Children who smoke cannabis are twice as likely to offend
Children who smoke cannabis are twice as likely to get into trouble – both in the classroom and outside the school gates.
Boys turn to vandalism, theft and fights, while girls misbehave at school, a four-year study of thousands of pupils aged between 11 and 15 found.
Young males are also up to twice as likely to have committed “delinquent” acts such as vandalism or carrying a knife.
And teenage cannabis users have double the chance of developing emotional and psychiatric problems in later life.
The finding was released as Gordon Brown comes under pressure to reverse Labour’s downgrading of cannabis.
Calling on the Government to do more to combat drug use in teenagers, researcher Laura Grant said: “Cannabis has been regarded as potentially being a gateway drug to harder drug use, leading to mental health issues, leading to memory loss or impairment and having an impact on learning and social behaviour.

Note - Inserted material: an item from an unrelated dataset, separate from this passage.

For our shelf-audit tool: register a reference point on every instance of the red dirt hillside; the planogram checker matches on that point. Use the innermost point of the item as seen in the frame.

“I have spoken to kids that smoke cannabis every single night, they get up and go to grammar school and get good grades.
“This really is a hidden issue that needs to be tackled.”
She added: “These young people are still attending school and are at odds with the general perception of what the typical young person is like who engages in these acts.
“It is no great leap to imagine that this school-attending high risk group may be a further risk of later life problems as a result of their early drug use: mentally, socially and emotionally.”
Miss Grant, a sociologist at Queen’s University Belfast, studied data tracking the health and habits of almost 4,000 Northern Irish schoolchildren.
By the age of 15, more than 40 per cent had tried cannabis – a five-fold increase on four years earlier, the British Psychological Society’s annual conference in Dublin heard. She added it was unclear why cannabis had different effects on boys and girls.
A fifth of those studied were judged to be at risk of developing mental health problems in later life, with cannabis users running up to double the risk of other children.
Cannabis use in British teenagers has increased tenfold in the last 20 years. By the age of 16, almost four in ten will have tired cannabis and almost one in ten is a regular user.
In 2005, 10,000 youngsters aged between 11 and 17 were treated for cannabis use.
Previous studies have shown a clear link between cannabis use in the teenage years and mental illness in later life.
It is thought that used during the developmental years, the drug may do permanent damage to the developing brain.